A flashlight chased my feet, and I stumbled into the woods, hiding behind a tree. I glanced around wildly. I would run to the car. I wouldn’t think about Luke, not yet.

“Michelle Ann Laurent, come out here this instant.”

The words rang out with crushing familiarity. My breath came shorter. I saw black spots covering the wintry foliage before me. I suddenly wished I had known. I should have. If Luke had wanted to show me mercy, he should have conked me on the head with that wrench. Anything to save me from this.

I thought of running again. It was what I had done in that hotel suite. What I had done for so many years. Why not keep going? Leave Luke behind.

Stepping aside from the tree, I said with as much casualness as I could muster, “Hi, Daddy.”

“You went too far this time.”

“Have I been a bad girl?” I smirked, wrapping the cloak of whorishness more tightly around me. Let him see what I had become, what he had made me. “Am I going to get a spanking?”

He came closer. “Don’t make me come get you. It will only make this worse.”

My laugh had a maniacal tilt, breaking cover. “How exactly could it get worse? Please explain that to me.”

“I let you have your fun. But you always knew you’d come home.”

He walked closer. Even in the twilight, I could make out the lines of his face, the gray of his temples. It made him more dignified. Objectively, I could see that he was handsome, to someone who wasn’t his flesh and blood. I hated it, the way beauty could be a privilege and a curse. The way it turned me into a commodity. No, he did that.

“Why are you here?” I asked. “Why now?”

“I’ve never left. How do you think Henri found you? I had trained you. You were mine, and I wasn’t going to let you go, working for a C-note a night. I told him where to find you. I told him to hire you. I’ve been here since the beginning, getting a twenty-five percent cut.”

I felt sick but strangely unsurprised. “Henri isn’t family.”

He frowned. “No, but he was useful. For a time. He always had a weakness for that Chinese bitch. He should have killed her.” His laugh sent chills down my spine. “And then he found the girl. You should have seen him, the proud papa. I almost bought him some cigars.”

A gasp escaped me. Claire was his daughter? “Then why did he pimp her out?”

“Henri is unoriginal,” he said flatly. “He tried to do the same thing I did, but he didn’t understand. I had groomed you from the beginning. So very early. He wanted to take a shortcut, and now look at the mess he made.”

“Groomed me for what?” I spat. “For being a prostitute? Are you telling me you were that hard up for money that you needed a few extra grand a week?”

“It’s not about the money you earned. That was nothing. This is a family business. How else were you going to run it if you didn’t understand it? I couldn’t just put you at the helm. They would have eaten you alive. But now…now you’re strong enough.”
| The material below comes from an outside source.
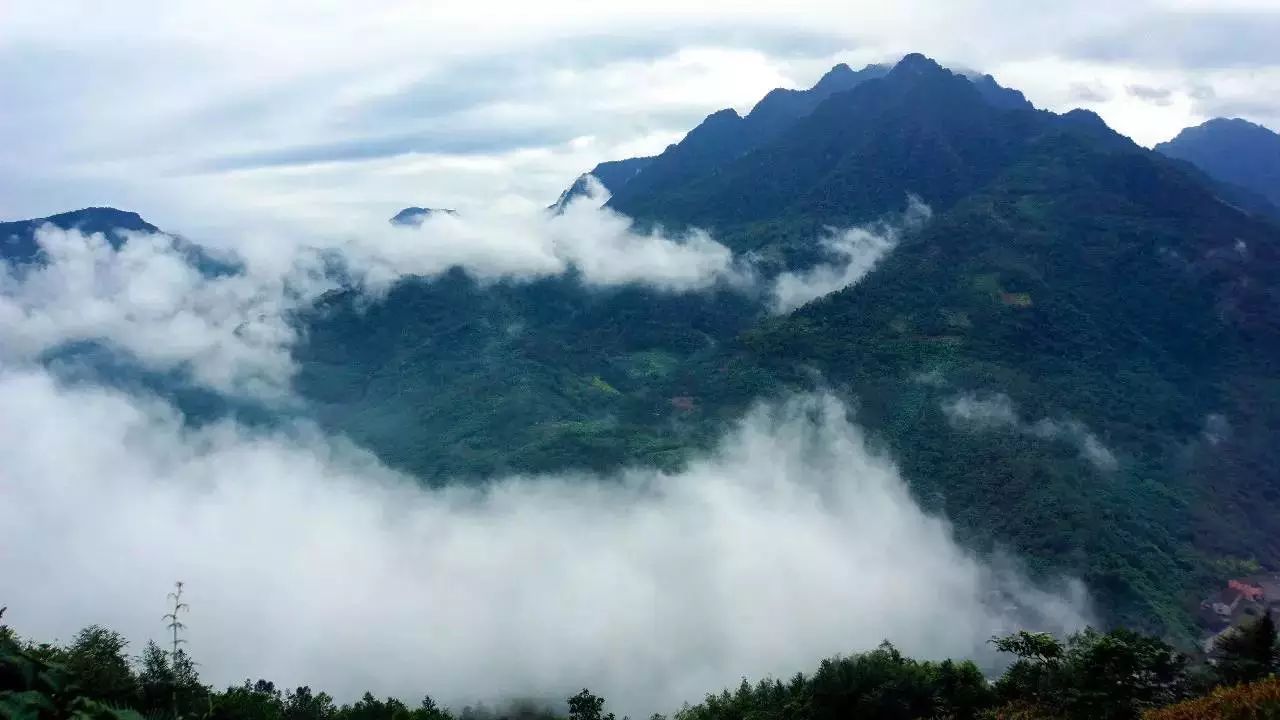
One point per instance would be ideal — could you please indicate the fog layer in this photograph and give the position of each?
(307, 561)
“You’re delusional if you think I’m going to run your business. This business. It disgusts me. The whole thing disgusts, the men and the women and—”Me, me, me. I disgusted me, though I couldn’t tell him that. “The only reason I did it was because—”
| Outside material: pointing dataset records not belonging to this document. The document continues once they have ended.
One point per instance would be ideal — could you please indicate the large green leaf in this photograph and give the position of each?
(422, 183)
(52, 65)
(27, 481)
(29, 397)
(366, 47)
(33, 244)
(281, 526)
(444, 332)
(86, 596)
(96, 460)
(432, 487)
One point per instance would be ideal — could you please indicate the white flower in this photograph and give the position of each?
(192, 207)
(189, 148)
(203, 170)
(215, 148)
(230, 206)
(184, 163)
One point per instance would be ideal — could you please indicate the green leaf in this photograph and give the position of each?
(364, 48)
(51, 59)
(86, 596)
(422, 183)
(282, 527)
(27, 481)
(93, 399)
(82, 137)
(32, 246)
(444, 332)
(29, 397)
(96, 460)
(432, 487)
“Because you had to? Because you didn’t know how to do anything else? Other people may buy your excuses but not me. You’re smart and beautiful. You could have done anything, but that’s what you chose to do.”

“I needed the money.”

“Your friend needed the money, and you needed to be the one to give it to her, didn’t you? That’s your Achilles’ heel.”

“Friends?”

“Pride. You live for the gratitude, for praise. We all have a weakness. The only question is whether you let it rule you.”